Pattern 2: Iterative Refinement
# 1. Broad search codecompass search:semantic "payment processing" # 2. Review results, identify specific module # 3. Narrow search codecompass search:semantic "payment gateway integration in PaymentController" # 4. Pinpoint implementation codecompass search:semantic "Stripe API call for processing credit cards"

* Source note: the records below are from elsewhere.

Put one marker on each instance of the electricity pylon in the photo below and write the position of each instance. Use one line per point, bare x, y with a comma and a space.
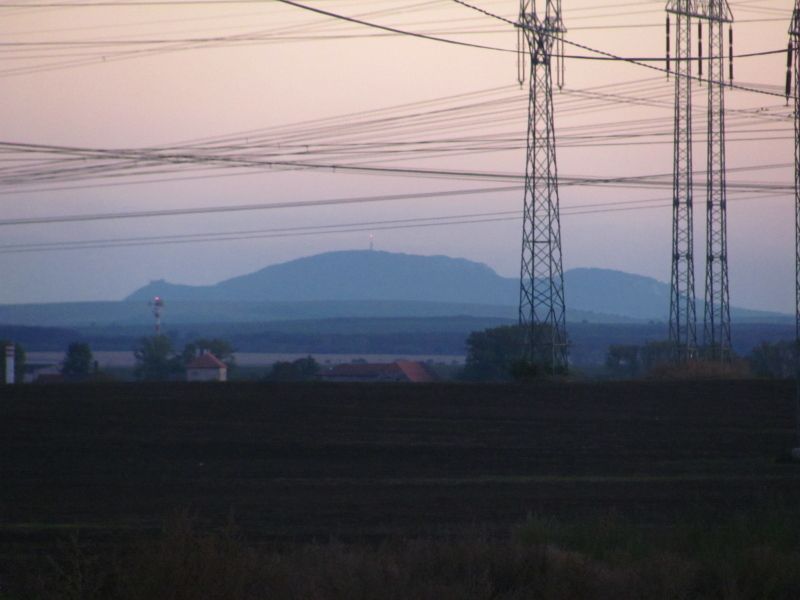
682, 317
793, 77
717, 317
541, 299
793, 81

Pattern 3: Cross-Domain Search
Search across different aspects:
# Code implementation codecompass search:semantic "email validation logic" # Tests codecompass search:semantic "test cases for email validation" # Configuration codecompass search:semantic "email service configuration"
Common Pitfalls
❌ Pitfall 1: Searching Before Indexing
Symptom: No results or error
Solution: Run codecompass batch:index first
❌ Pitfall 2: Too Vague Queries
Symptom: Returns everything or nothing useful Solution: Add specific context and intent
❌ Pitfall 3: Expecting Exact Matches
Symptom: "Why didn't it find function processPayment?"

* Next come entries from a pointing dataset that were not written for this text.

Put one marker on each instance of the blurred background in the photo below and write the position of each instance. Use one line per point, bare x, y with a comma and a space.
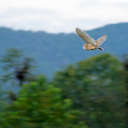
47, 80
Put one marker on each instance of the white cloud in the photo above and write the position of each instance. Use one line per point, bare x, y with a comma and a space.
61, 15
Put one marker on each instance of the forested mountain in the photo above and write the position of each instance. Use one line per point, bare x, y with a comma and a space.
55, 51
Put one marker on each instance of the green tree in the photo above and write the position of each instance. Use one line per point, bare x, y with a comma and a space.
41, 105
16, 67
96, 88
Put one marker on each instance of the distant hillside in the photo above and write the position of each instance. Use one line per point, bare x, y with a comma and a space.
54, 51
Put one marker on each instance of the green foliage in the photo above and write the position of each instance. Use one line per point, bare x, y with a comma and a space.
90, 93
40, 105
96, 88
11, 62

Reason: Semantic search is for concepts, not exact names
Solution: Use grep for exact matches
❌ Pitfall 4: Ignoring Relevance Scores
Symptom: Reading irrelevant results Solution: Filter by score >0.7, ignore weak matches
❌ Pitfall 5: Single Query for Complex Questions
Symptom: Poor results for multi-faceted questions Solution: Break into multiple targeted queries
Decision Tree
┌─────────────────────────────────────┐
│ I need to find code that... │
└─────────────────────────────────────┘
↓
┌─────────┐
│ Know │ Exact class/function name?
│ exact │
│ name? │
└─────────┘
↙ ↘
YES NO
↓ ↓
Use Grep ┌─────────┐
│ Concept │ Searching by meaning/purpose?
│ search? │
└─────────┘
↙ ↘
YES NO
↓ ↓
Semantic ┌─────────┐
Search │ Pattern │ Looking for code pattern?
│ match? │
└─────────┘
↙ ↘
YES NO
↓ ↓
Use Glob Use both
(Glob + Semantic)
Performance Considerations
Speed
- •Grep: Milliseconds (fast, synchronous)

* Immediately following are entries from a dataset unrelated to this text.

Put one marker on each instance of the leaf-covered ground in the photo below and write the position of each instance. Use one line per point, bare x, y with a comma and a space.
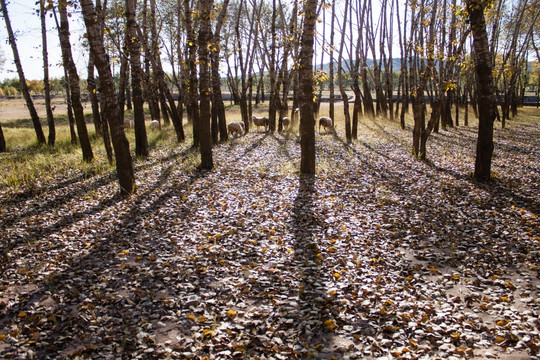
378, 256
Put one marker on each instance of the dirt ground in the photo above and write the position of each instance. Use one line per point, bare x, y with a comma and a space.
13, 109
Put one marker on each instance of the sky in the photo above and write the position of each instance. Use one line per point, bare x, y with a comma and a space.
26, 26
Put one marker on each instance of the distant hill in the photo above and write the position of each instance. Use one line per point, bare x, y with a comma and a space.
396, 64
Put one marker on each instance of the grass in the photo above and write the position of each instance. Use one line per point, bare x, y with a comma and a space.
26, 165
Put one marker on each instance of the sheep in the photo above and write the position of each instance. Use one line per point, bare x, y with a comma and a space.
327, 123
236, 128
261, 121
295, 114
155, 125
286, 122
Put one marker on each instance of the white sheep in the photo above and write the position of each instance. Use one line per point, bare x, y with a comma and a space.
327, 123
261, 121
295, 114
236, 128
286, 122
155, 125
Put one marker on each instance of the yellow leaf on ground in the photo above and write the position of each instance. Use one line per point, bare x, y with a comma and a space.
330, 324
231, 313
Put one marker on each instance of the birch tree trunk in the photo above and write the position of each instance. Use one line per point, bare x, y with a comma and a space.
75, 89
486, 98
134, 46
205, 34
307, 122
111, 111
47, 87
24, 88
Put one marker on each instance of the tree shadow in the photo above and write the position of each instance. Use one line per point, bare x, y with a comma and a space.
315, 314
81, 306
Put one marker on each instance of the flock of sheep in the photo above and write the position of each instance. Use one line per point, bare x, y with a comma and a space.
237, 128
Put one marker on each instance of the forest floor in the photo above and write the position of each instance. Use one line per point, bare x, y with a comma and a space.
377, 256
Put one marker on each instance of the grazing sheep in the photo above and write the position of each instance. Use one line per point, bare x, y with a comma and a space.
286, 122
236, 128
325, 122
295, 114
155, 125
261, 121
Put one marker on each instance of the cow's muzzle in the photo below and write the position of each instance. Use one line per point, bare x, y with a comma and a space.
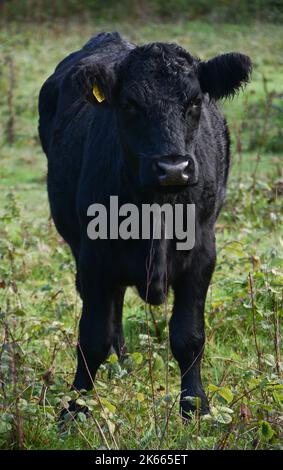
176, 170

- •Semantic Search: 100-500ms (embedding + vector search)
Tradeoff: Semantic is slower but finds conceptually related code
Token Cost (Embeddings)
- •Each query → 1 embedding generation
- •Ollama local → No API cost
- •But consumes local compute
Scaling
- •Small codebase (<1K files): Either method fine
- •Medium codebase (1K-10K files): Semantic search advantage grows
- •Large codebase (>10K files): Semantic search essential
Integration with Other Tools
With Yii2 Analysis
# 1. Analyze Yii2 project codecompass analyze:yii2 <path> # 2. Index results codecompass batch:index <path> # 3. Explore with semantic search codecompass search:semantic "Yii2 controller actions for user management"
With Requirements Extraction
# 1. Extract requirements codecompass requirements:extract # 2. Search extracted requirements codecompass search:semantic "business rules for order validation"
With Weaviate Direct Query
# Alternative: Query Weaviate GraphQL API directly
curl -X POST http://localhost:8081/v1/graphql \
-H "Content-Type: application/json" \
-d '{
"query": "{
Get {
CodeContext(
nearText: { concepts: [\"payment processing\"] }
limit: 10
) {
content
filePath
}
}
}"
}'
Related Skills
- •
0-discover-capabilities.md- How to discover modules - •
analyze-yii2-project.md- Uses semantic search in workflow
Related Modules
From .ai/capabilities.json:
- •
search- SearchService, IntegratedSearchService - •
vectorizer- Ollama embedding generation - •
weaviate- Vector database client - •
indexing- File indexing pipeline
Remember: Semantic search finds code by meaning, not by name. Choose the right tool for the job.